Figure 4.. 68Ga-DOTA-ECL1i identifies CCR2+ monocytes and macrophages in the human heart.
(A) Autoradiography images of human acute myocardial infarction and chronic ICM specimens incubated with 68Ga-DOTA-ECL1i revealing heterogeneous distribution or tracer binding. Competitive blocking assaying using excess non-radioactive DOTA-ECL1i showing decreased tracer binding. (B) Quantification of 68Ga-DOTA-ECL1i binding (displayed as relative counts ratio) demonstrated significantly decreased tracer binding following co-incubation with DOTA-ECL1i blocking agent (n=11). (C) Immunohistochemical staining for CD68 (white), CCR2 (red), and DAPI (blue) highlighting the distribution of CCR2-CD68+ and CCR2+CD68+ macrophages in human ICM samples.
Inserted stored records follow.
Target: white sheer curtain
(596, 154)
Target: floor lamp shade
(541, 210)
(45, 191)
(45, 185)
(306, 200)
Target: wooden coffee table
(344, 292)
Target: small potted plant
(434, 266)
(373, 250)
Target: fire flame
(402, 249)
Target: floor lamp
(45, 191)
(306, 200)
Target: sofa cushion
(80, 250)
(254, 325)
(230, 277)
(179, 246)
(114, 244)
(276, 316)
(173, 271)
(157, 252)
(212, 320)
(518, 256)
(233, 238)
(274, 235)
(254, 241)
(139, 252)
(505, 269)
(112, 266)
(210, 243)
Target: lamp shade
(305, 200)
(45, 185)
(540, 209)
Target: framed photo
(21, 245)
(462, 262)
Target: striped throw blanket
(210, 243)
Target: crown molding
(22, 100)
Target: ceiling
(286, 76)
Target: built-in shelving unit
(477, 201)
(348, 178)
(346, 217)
Representative images (200X magnification) from acute ICM (n=5) and chronic ICM (n=11) samples. (D) Linear regression analysis demonstrating that the intensity of 68Ga-DOTA-ECL1i binding is associated with the number of total CD68+ macrophages (left) and abundance of CCR2+ macrophages (right). No association was detected between 68Ga-DOTA-ECL1i binding and the number of CCR2- macrophages (center). * p< 0.05, ** p< 0.01, *** p< 0.005, **** p<0.001.